Жили они скромно, но весьма прилично, в большой квартире директора оружейной палаты, у Покрова, в Левшине. Все комнаты, особенно кабинет хозяина, представляли смесь востока с западом: персидские ковры на всяком шагу; чубуки с янтарями, оттоманки 12; картины с изображениями битв южных славян с турками. Сам Вельтман привез из похода в Турцию кое-какие восточные привычки: курил с утра до ночи дорогой турецкий табак из деланных черешневых и жестяных чубуков. В повестях своих часто касался востока или полувостока: Молдавии, Бессарабии...
Вскоре после появления "Банкрута"13 открыла у себя литературные субботы графиня Ростопчина, познакомившаяся с автором этой пьесы у Погодина. Там же ей была представлена вся молодая редакция "Москвитянина", и это были первые ее гости по субботам, до некоторой степени habitués {Завсегдатаи (фр.). } суббот. К славянофилам сердце ее не лежало, да они были и потяжелее и повзыскательнее молодежи, которая, недолго рассуждая и не имея формально никаких задних мыслей, наполняла салоны Ростопчиной. Надо думать, что, после истории с "Насильственным Браком", Ростопчины, привыкшие время от времени показываться при дворе и вообще витать в тех сферах, где легко было встретить государя и других членов императорской фамилии,-- изменясь в отношениях ко всем этим лицам, даже просто "изгнанные из дворца" -- сочли за лучшее скрыться, если не навсегда, то хоть на некоторое время из Петербурга.... В Москве жила мать графа; кроме того, было прекрасное подмосковное имение, Вороново, лежавшее всего-навсего в 60 верстах от Москвы. В имении этом находился когда-то громадный дворец с флигелями, с садом и с парком; необитаемый с тех пор, как он был сожжен графом Федором Васильевичем Ростопчиным (московским генерал-губернатором во дни Наполеона I), когда граф услышал, что в Вороново направляется какая-то французская дивизия. Сын его, Андрей Федорович, (муж Ростопчиной), переезжая на прочное житье в Москву, в конце 1840-х годов, велел отделать нижний этаж центрального здания, для приездов туда жены с ее гостями в летнее время, а себе (так как он любил во всем отдельное независимое существование) построил особый деревянный дом, куда пускал немногих.

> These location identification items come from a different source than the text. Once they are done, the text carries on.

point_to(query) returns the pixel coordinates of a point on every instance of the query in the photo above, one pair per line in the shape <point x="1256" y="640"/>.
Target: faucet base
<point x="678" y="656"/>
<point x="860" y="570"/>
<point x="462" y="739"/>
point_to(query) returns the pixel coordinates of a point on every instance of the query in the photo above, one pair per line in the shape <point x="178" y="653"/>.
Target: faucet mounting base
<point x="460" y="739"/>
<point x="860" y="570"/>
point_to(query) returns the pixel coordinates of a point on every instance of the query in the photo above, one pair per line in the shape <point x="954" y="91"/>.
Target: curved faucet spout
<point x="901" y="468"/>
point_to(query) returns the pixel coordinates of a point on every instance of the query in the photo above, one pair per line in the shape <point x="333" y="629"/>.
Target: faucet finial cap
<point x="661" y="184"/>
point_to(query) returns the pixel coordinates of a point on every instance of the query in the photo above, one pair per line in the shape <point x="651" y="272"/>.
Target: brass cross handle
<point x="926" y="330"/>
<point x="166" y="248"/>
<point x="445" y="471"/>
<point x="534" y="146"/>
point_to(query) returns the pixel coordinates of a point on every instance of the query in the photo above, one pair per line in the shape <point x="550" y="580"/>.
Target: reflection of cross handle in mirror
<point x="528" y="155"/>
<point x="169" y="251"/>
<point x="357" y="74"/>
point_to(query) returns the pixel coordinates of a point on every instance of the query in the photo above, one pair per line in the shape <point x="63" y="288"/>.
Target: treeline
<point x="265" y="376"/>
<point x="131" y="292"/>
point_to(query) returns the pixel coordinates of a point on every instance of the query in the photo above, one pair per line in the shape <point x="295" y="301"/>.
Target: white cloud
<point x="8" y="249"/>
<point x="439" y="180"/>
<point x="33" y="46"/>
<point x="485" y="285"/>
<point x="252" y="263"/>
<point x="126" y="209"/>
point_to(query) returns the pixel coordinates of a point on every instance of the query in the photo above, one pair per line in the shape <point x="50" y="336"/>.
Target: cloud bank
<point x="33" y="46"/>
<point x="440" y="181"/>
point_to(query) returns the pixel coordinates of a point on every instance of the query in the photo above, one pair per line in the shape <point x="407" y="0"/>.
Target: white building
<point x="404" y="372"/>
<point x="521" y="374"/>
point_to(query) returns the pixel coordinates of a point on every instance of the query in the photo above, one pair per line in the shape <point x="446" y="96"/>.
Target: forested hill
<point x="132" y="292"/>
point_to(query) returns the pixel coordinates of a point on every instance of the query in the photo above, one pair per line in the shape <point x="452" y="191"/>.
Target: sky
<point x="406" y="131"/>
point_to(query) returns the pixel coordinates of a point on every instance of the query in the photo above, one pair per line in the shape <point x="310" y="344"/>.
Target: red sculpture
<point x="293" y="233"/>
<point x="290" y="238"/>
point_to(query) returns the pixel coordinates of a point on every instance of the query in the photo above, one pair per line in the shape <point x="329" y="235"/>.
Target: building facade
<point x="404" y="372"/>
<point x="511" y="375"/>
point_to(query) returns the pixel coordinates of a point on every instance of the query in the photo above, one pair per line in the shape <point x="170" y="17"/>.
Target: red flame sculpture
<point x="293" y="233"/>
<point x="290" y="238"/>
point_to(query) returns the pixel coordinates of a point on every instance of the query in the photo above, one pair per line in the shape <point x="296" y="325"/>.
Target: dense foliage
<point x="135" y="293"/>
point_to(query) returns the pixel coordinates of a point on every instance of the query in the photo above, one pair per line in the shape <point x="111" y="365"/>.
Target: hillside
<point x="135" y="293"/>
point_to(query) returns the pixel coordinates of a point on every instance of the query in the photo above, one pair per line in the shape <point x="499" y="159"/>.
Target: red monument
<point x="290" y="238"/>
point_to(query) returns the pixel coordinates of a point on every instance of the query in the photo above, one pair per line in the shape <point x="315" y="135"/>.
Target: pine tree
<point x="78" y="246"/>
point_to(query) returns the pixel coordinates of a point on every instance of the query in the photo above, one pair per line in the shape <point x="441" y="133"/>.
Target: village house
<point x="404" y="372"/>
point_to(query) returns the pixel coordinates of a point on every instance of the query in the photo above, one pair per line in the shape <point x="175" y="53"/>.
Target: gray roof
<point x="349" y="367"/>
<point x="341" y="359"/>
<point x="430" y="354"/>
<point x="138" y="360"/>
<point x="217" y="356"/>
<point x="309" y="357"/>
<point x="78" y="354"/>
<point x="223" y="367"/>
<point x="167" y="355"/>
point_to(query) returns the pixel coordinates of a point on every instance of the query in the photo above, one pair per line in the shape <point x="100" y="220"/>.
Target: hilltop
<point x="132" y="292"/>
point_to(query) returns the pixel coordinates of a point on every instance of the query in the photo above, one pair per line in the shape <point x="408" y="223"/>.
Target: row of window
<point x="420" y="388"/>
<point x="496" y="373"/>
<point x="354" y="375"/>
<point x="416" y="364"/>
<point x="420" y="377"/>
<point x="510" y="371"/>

В Москве у них был тоже дом, на углу Лубянки и Фурдасовского переулка, но граф успел его спустить за бесценок одному зажиточному москвичу. Жить в нанятой квартире граф считал неприличным по своему общественному положению и потому купил собственный дом на Садовой, у Ермолова, довольно большой, каменный, в два этажа, с садом и обширным двором; когда кто проезжал по улице, дома этого было почти невидно, за широкими каменными воротами, на которых сидели какие-то птицы, (кажется, герб прежнего владетеля Небольсина), длинным двором и садом. Граф занял верхнюю половину, графиня -- нижнюю. Каждый отделал свою часть апартаментов по собственному вкусу. Наследственная старая мебель с богатым севрским фарфором доставлена была в покоях графини. Картинная галерея помещена в самых больших салонах верхнего этажа.